At this point, the child was baptised and received into the congregation. The child was dipped once, not three times as in the 1549 service. The priest made the sign of the cross on the infant's forehead, representing faith and obedience to Christ. Unlike in the 1549 book, the child was not anointed with chrism oil nor dressed in the white chrisom robe. The rite concluded with the Lord's Prayer, a prayer of thanksgiving, and an exhortation to the godparents on their duties toward the child.

==After 1553==
Edward VI died in 1553 and was succeeded by Mary I, who was determined to restore England to Roman Catholicism. With her accession in July 1553, the BCP was discontinued. However, it was in official use for about a year, until it lost legal status with the First Statute of Repeal. As soon as she could do so, Mary restored union with Rome. The Latin Mass was re-established, altars, roods and statues of saints were reinstated in an attempt to restore the English Church to its Roman affiliation. Worship according to the 1552 prayer book was relegated to secret meetings and a few Scottish parishes. Cranmer was punished for his work in the English Reformation by being burned at the stake on 21 March 1556. Nevertheless, the prayer book was to survive.

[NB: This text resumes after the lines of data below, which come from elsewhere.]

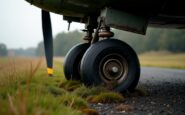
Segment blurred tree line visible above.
[36,28,185,56]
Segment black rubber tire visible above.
[64,43,90,81]
[80,39,140,92]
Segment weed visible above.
[59,80,81,91]
[81,108,99,115]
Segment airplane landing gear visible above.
[64,17,140,92]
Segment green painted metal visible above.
[101,8,148,34]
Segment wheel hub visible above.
[100,54,128,83]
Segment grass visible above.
[0,58,125,115]
[0,52,182,115]
[139,51,185,69]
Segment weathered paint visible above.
[101,8,148,34]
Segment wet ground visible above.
[91,67,185,115]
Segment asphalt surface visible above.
[91,67,185,115]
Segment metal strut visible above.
[82,18,114,44]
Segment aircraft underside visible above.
[27,0,185,92]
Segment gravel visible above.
[90,67,185,115]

Hundreds of English Protestants fled into exile, establishing an English church in Frankfurt am Main. A bitter and very public dispute ensued between those, such as Edmund Grindal and Richard Cox, who wished to preserve in exile the exact form of worship of the 1552 Prayer Book, and those, such as John Knox the minister of the congregation, who regarded that book as still partially tainted with compromise (see Troubles at Frankfurt). Eventually, in 1555, the civil authorities expelled Knox and his supporters to Geneva, where they adopted a new prayer book, The Form of Prayers, which derived principally from Calvin's French-language La Forme des Prières. Consequently, when the accession of Elizabeth I re-asserted the dominance of the Reformed Church of England, there remained a significant body of more Protestant believers who were nevertheless hostile to the Book of Common Prayer. John Knox took The Form of Prayers with him to Scotland, where it formed the basis of the Scottish Book of Common Order.

Mary I was succeeded as queen by her Protestant half-sister, Elizabeth I. Elizabeth reversed Mary's religious policies and re-established the Church of England as a Protestant church. As part of the Elizabethan Religious Settlement, the 1552 Book of Common Prayer was revised and reauthorised as the 1559 prayer book.